Summary: | ASTERISK-21406: [patch] chan_sip deadlock on monlock between unload_module and do_monitor | ||
Reporter: | Corey Farrell (coreyfarrell) | Labels: | |
Date Opened: | 2013-04-10 19:01:45 | Date Closed: | 2014-03-07 16:59:03.000-0600 |
Priority: | Major | Regression? | |
Status: | Closed/Complete | Components: | Channels/chan_sip/General |
Versions: | 1.8.24.0 11.4.0 | Frequency of Occurrence | Occasional |
Related Issues: | |||
Environment: | Ubuntu/quantal, eglibc-2.15-0ubuntu20 | Attachments: | ( 0) chan_sip-unload-deadlock-backtrace.txt ( 1) chan_sip-unload-deadlock-debug.patch ( 2) chan_sip-unload-testfix.patch |
Description: | unload_module cancels/joins the monitor thread while holding monlock. If do_monitor attempts to lock monlock while unload_module already has it, they deadlock. do_monitor waits for monlock while unload_module waits for do_monitor to exit.

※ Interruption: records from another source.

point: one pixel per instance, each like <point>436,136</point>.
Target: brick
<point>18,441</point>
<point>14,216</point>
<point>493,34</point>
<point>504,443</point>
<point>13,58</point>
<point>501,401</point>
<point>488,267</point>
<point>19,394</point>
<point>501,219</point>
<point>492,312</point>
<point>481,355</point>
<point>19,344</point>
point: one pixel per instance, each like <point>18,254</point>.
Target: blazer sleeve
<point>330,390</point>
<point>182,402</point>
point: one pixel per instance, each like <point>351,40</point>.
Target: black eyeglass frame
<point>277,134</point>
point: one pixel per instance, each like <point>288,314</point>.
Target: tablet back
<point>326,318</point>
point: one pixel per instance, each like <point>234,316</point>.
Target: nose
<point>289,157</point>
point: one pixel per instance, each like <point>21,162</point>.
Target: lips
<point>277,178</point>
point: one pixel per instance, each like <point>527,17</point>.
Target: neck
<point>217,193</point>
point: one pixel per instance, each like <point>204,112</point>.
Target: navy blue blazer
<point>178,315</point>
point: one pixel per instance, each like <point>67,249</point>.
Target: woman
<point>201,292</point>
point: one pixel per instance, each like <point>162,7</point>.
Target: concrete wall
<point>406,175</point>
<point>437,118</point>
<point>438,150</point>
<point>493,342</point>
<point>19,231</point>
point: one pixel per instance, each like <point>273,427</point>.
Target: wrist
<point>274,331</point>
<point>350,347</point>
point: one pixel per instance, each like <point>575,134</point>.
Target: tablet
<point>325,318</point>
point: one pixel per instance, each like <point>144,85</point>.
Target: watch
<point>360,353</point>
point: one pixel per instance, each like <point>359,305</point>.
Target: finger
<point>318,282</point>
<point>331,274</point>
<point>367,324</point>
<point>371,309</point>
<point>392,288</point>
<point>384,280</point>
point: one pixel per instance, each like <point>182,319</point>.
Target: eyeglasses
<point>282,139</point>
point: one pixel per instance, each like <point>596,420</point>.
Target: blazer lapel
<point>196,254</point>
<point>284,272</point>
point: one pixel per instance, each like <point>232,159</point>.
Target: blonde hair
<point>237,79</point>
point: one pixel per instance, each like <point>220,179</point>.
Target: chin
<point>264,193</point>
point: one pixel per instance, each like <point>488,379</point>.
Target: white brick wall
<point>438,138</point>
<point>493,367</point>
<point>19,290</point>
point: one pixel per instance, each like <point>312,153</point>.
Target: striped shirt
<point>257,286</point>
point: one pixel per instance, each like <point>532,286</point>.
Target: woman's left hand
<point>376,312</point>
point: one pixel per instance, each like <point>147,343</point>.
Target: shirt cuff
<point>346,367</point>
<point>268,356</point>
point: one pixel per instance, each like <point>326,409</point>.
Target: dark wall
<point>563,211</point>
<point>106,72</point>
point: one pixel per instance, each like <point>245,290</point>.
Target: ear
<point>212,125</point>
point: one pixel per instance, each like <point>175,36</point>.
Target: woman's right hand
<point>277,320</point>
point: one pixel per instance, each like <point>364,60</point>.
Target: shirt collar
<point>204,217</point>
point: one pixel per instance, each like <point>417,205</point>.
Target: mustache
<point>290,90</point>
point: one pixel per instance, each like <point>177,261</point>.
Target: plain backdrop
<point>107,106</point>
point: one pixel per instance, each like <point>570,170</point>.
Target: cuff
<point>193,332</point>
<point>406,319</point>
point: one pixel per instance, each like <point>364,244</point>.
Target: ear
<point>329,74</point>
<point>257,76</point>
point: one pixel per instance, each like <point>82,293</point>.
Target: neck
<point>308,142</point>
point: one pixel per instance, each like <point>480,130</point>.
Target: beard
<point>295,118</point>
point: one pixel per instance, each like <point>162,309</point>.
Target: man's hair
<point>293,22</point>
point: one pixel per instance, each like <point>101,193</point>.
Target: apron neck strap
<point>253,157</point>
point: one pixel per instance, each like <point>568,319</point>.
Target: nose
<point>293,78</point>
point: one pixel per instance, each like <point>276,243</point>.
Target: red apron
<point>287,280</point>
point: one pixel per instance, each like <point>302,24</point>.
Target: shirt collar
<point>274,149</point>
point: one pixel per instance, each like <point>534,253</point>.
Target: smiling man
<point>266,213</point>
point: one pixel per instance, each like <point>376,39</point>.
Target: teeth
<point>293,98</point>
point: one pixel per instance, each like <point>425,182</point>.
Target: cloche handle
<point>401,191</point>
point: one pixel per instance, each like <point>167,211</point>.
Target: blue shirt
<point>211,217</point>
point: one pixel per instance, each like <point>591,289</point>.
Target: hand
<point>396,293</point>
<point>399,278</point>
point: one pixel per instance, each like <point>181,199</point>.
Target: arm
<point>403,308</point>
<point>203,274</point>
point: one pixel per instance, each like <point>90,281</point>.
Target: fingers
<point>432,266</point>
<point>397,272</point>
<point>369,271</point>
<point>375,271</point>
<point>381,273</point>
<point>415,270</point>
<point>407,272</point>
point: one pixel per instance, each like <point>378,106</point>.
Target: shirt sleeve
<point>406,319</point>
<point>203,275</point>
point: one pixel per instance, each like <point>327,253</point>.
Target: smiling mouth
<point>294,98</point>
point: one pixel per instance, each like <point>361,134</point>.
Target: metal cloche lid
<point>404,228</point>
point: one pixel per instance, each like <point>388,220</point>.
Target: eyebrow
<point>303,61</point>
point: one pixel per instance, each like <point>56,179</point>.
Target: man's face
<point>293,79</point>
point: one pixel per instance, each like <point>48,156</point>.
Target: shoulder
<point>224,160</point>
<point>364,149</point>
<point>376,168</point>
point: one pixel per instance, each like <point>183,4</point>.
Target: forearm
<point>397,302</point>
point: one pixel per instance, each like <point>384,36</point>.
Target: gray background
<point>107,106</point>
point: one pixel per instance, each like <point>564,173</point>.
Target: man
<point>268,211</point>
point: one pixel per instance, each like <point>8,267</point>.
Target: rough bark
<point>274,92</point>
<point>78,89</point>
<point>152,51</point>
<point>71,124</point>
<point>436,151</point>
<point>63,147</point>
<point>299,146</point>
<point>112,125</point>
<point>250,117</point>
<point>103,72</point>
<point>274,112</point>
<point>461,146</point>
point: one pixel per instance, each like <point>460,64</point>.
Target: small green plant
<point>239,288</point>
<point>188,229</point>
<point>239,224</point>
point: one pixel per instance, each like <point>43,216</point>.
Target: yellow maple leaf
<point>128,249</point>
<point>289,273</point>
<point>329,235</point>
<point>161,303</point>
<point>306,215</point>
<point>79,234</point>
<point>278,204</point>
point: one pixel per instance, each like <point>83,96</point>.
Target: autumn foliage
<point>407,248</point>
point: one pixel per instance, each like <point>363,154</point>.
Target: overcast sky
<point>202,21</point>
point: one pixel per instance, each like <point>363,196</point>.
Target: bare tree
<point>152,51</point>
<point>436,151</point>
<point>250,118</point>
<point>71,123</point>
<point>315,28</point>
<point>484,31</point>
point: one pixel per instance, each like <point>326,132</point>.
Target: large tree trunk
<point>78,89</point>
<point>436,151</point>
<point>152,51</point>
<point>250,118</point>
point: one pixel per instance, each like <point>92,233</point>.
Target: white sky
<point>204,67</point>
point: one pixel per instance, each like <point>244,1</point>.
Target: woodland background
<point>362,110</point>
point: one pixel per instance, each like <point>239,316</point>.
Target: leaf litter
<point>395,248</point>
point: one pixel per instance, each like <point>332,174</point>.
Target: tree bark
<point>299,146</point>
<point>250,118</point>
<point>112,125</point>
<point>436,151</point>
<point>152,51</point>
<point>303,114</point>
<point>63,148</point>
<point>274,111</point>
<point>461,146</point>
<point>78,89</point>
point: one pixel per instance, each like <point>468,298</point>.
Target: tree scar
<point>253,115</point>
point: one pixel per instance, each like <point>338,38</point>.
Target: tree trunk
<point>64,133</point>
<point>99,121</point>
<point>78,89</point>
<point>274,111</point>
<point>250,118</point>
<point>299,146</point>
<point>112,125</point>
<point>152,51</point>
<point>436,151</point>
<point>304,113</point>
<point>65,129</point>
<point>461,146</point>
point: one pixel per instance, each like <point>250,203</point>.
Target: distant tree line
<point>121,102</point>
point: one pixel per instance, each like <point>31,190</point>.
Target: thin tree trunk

I've experienced this issue a couple of times in production when attempting to shutting down. I found the cause while running valgrind tests. I believe valgrind slowed things down so much it caused the deadlock to occur somewhat reliably. I could not replicate the issue with lock debugging enabled. I added ast_log messages to unload_module, found that they stopped while monlock was held. The valgrind testing was done with 'make samples', no changes to /etc/asterisk. I tried attaching gdb once the lock occured but it could not find symbols (probably because of valgrind). | ||
Comments: | By: Corey Farrell (coreyfarrell) 2013-04-10 19:38:03.436-0500 [^chan_sip-unload-testfix.patch] is a possible fix. At first I did not use sched_yield(), the ast_debug message was printed, but the deadlock was avoided. After adding sched_yield I was not been able to reproduce the deadlock and or the ast_mutex_trylock failed message. This patch has not been tested with any SIP peers/activity, it was only tested as a way to fix the specific issue. By: David Brillert (aragon) 2013-07-18 08:07:13.596-0500 I might be experiencing the same deadlock. Do you have a gdb trace you can upload so I can compare traces? By: Corey Farrell (coreyfarrell) 2013-07-31 02:58:57.528-0500 gdb backtrace is from 1.8 branch. thread 5 is do_monitor() waiting for monlock. thread 16 is attempting to unload chan_sip. it has monlock and is waiting for do_monitor() to exit (pthread_join) Built without thread debugging, run within valgrind. I've been unable to reproduce this issue with thread debugging enabled. Thread debugging / deadlock detection adds a bunch of code to ast_mutex_lock, one of the calls must react to pthread_cancel. By: Corey Farrell (coreyfarrell) 2014-02-25 18:02:37.029-0600 [^chan_sip-unload-deadlock-debug.patch] is not meant to be committed. If you attempt to unload chan_sip while do_monitor is in delay it will deadlock every time. By: Corey Farrell (coreyfarrell) 2014-03-03 13:55:26.426-0600 Review reposted to https://reviewboard.asterisk.org/r/3284/ for switch to my new RB username. |